To find the value of $$x$$ that represents the time period of oscillation in this simple harmonic motion (SHM) scenario, we first recall the general formula for the time period ($T$) of a mass-spring system undergoing SHM, which is given by:

$$T = 2\pi \sqrt{\frac{m}{k}}$$

Here,

$m$ is the mass of the particle, which is $$0.50 \, \mathrm{kg}$$ in this case,

$k$ is the force constant of the spring or the spring constant, which is given as $$50 \, \mathrm{Nm^{-1}}$$,

and $T$ represents the time period of oscillation.

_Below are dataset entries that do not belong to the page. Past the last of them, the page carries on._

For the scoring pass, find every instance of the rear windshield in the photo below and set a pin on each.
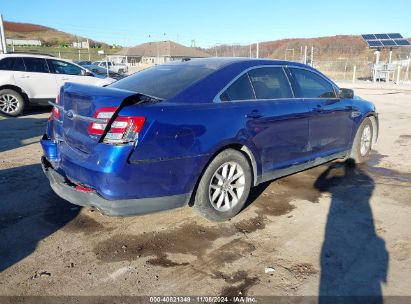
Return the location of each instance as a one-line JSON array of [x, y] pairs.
[[163, 81]]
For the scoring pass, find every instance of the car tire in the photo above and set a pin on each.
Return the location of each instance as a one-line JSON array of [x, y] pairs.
[[11, 102], [224, 186], [363, 140]]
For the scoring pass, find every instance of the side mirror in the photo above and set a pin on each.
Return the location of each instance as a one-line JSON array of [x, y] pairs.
[[346, 94]]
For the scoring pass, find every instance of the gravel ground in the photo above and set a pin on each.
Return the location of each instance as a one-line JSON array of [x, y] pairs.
[[331, 229]]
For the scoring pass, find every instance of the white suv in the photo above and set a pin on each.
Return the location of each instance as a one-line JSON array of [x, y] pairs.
[[36, 79]]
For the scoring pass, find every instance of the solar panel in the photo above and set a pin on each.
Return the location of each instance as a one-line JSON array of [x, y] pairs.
[[388, 43], [374, 43], [395, 36], [391, 40], [382, 36], [369, 37], [402, 42]]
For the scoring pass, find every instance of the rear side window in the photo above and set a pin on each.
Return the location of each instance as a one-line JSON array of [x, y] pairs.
[[311, 85], [240, 90], [62, 67], [37, 65], [163, 81], [270, 83], [12, 64]]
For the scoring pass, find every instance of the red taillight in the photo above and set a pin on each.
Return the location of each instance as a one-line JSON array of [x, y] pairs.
[[103, 113], [56, 111], [124, 130]]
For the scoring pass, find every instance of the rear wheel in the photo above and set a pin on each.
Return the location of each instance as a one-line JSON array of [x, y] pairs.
[[363, 142], [11, 102], [224, 186]]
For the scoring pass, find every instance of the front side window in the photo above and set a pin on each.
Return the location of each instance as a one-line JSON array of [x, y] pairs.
[[240, 90], [311, 85], [12, 64], [37, 65], [62, 67], [270, 83]]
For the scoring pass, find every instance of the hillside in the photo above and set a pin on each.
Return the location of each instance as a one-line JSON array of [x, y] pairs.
[[48, 36], [340, 47]]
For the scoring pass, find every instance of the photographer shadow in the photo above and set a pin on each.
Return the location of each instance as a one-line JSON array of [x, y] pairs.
[[354, 260]]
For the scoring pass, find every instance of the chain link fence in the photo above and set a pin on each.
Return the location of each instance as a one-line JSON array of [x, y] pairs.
[[71, 54]]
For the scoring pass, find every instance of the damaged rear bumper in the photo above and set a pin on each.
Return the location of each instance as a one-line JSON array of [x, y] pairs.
[[70, 192]]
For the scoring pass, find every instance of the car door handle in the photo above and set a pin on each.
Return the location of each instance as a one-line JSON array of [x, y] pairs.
[[254, 115]]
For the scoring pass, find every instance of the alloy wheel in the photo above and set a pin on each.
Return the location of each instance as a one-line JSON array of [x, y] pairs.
[[365, 143], [8, 103], [227, 186]]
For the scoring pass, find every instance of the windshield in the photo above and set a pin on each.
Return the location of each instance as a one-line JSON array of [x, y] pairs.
[[163, 81]]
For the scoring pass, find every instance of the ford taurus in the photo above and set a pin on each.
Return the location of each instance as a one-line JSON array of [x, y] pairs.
[[199, 132]]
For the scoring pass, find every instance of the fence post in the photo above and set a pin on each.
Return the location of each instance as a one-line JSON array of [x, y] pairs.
[[354, 73]]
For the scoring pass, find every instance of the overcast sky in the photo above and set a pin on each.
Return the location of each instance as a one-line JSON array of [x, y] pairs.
[[211, 22]]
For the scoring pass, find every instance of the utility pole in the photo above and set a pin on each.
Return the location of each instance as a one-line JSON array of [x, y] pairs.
[[3, 36], [88, 47], [305, 54], [312, 56]]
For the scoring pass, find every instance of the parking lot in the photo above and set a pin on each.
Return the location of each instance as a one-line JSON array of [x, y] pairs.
[[329, 228]]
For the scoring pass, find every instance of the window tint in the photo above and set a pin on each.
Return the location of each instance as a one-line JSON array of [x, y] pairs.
[[38, 65], [12, 64], [311, 85], [62, 67], [163, 81], [270, 83], [19, 65], [240, 90]]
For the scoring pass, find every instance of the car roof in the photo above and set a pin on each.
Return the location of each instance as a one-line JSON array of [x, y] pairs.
[[217, 63], [224, 70], [22, 54]]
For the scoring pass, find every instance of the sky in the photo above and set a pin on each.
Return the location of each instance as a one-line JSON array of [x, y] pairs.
[[211, 22]]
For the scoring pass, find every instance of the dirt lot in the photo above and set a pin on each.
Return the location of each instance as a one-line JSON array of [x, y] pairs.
[[331, 229]]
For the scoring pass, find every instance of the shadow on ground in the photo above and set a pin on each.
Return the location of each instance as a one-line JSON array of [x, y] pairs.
[[29, 212], [354, 260]]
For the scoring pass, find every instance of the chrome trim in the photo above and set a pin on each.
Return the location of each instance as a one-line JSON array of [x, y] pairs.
[[56, 105], [322, 76]]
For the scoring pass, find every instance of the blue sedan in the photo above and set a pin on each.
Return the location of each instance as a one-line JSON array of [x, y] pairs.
[[199, 132]]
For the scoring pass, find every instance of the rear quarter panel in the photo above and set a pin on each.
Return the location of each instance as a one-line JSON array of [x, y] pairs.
[[178, 140]]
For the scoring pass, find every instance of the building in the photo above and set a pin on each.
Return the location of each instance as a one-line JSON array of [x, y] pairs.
[[23, 42], [156, 53]]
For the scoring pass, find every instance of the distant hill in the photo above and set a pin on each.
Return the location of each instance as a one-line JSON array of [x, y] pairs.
[[325, 48], [48, 35]]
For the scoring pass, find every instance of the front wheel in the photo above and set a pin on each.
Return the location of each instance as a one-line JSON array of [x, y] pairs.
[[11, 102], [224, 186], [363, 142]]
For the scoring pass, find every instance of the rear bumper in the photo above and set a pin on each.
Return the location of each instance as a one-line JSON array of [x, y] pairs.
[[66, 190]]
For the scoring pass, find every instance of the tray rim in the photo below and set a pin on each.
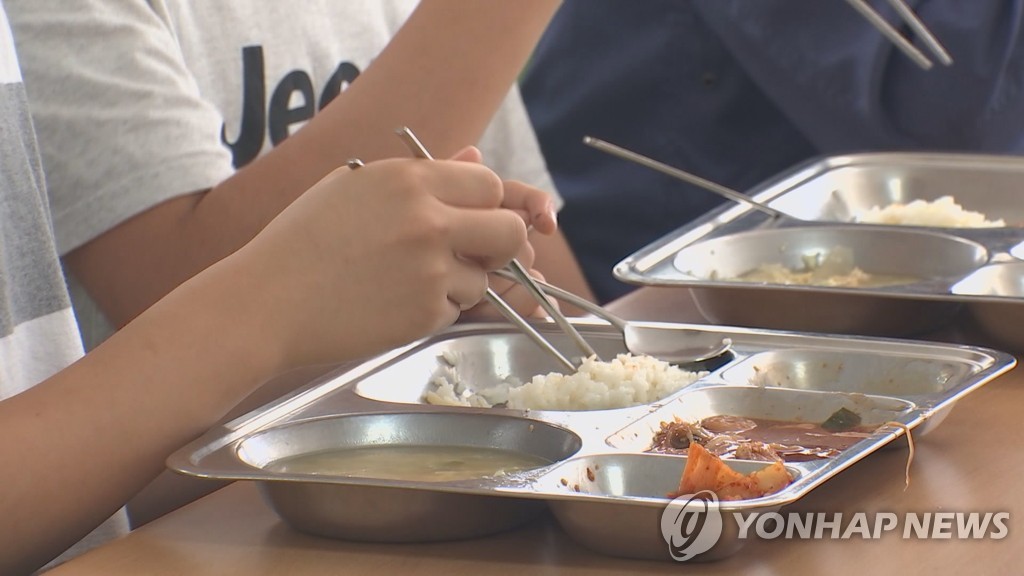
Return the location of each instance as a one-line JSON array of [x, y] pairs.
[[213, 455]]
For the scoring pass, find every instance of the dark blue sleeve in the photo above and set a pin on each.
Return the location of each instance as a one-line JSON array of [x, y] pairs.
[[648, 75], [846, 86]]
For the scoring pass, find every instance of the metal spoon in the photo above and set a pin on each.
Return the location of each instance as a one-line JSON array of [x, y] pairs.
[[677, 345], [683, 175]]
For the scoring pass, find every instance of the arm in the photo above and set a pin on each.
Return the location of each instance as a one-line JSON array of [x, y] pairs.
[[198, 352], [452, 106]]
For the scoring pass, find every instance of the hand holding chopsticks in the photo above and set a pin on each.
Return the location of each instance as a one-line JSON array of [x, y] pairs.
[[522, 276]]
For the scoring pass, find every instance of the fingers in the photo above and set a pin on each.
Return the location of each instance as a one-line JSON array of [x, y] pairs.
[[468, 154], [461, 183], [491, 238], [467, 284], [532, 204]]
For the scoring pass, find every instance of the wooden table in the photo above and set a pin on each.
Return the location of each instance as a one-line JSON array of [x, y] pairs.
[[970, 463]]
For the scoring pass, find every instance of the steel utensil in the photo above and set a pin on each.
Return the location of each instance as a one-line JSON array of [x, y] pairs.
[[683, 175], [919, 28], [671, 343]]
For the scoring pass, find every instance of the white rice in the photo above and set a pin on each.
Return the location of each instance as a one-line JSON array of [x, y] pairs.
[[627, 380], [943, 212]]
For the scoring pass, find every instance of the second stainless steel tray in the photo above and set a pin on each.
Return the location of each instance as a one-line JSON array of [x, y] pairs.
[[951, 268]]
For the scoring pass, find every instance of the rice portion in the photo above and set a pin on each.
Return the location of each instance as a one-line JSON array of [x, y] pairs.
[[626, 380], [943, 212]]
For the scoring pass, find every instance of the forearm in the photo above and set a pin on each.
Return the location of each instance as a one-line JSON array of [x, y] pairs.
[[122, 410], [444, 74]]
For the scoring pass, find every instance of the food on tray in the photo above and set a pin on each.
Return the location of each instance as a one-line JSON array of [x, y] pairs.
[[833, 269], [756, 439], [707, 471], [625, 380], [944, 212], [418, 463]]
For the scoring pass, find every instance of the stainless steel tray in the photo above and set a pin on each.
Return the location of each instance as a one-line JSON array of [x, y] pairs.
[[979, 268], [603, 487]]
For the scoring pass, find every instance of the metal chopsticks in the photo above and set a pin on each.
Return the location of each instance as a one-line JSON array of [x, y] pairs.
[[911, 19], [682, 175], [523, 277]]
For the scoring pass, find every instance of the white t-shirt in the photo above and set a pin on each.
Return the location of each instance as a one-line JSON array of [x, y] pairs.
[[38, 335], [137, 101]]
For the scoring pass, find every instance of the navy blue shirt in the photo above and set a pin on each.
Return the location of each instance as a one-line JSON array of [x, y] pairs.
[[739, 90]]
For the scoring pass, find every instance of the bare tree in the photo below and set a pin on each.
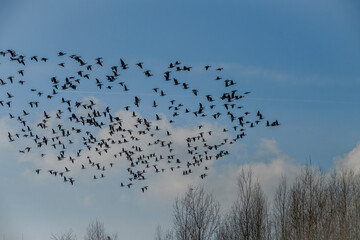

Given in the problem, $$T = \frac{x}{35} \, \mathrm{s}$$ and we are provided with the approximation $$\pi = \frac{22}{7}$$.

Substituting the given values into the formula for $$T$$:

$$\frac{x}{35} = 2 \times \frac{22}{7} \times \sqrt{\frac{0.50}{50}}$$

To simplify this, we first calculate the square root:

$$\sqrt{\frac{0.50}{50}} = \sqrt{\frac{1}{100}} = \frac{1}{10}$$

Substituting back, we get:

$$\frac{x}{35} = 2 \times \frac{22}{7} \times \frac{1}{10}$$

Multiplying the terms on the right side:

$$\frac{x}{35} = \frac{44}{70}$$

$$\frac{x}{35} = \frac{22}{35}$$

Multiplying both sides by $$35$$ to solve for $$x$$:

$$x = 22$$

Therefore, the value of $$x$$ that represents the time period of oscillation is $$22$$ seconds.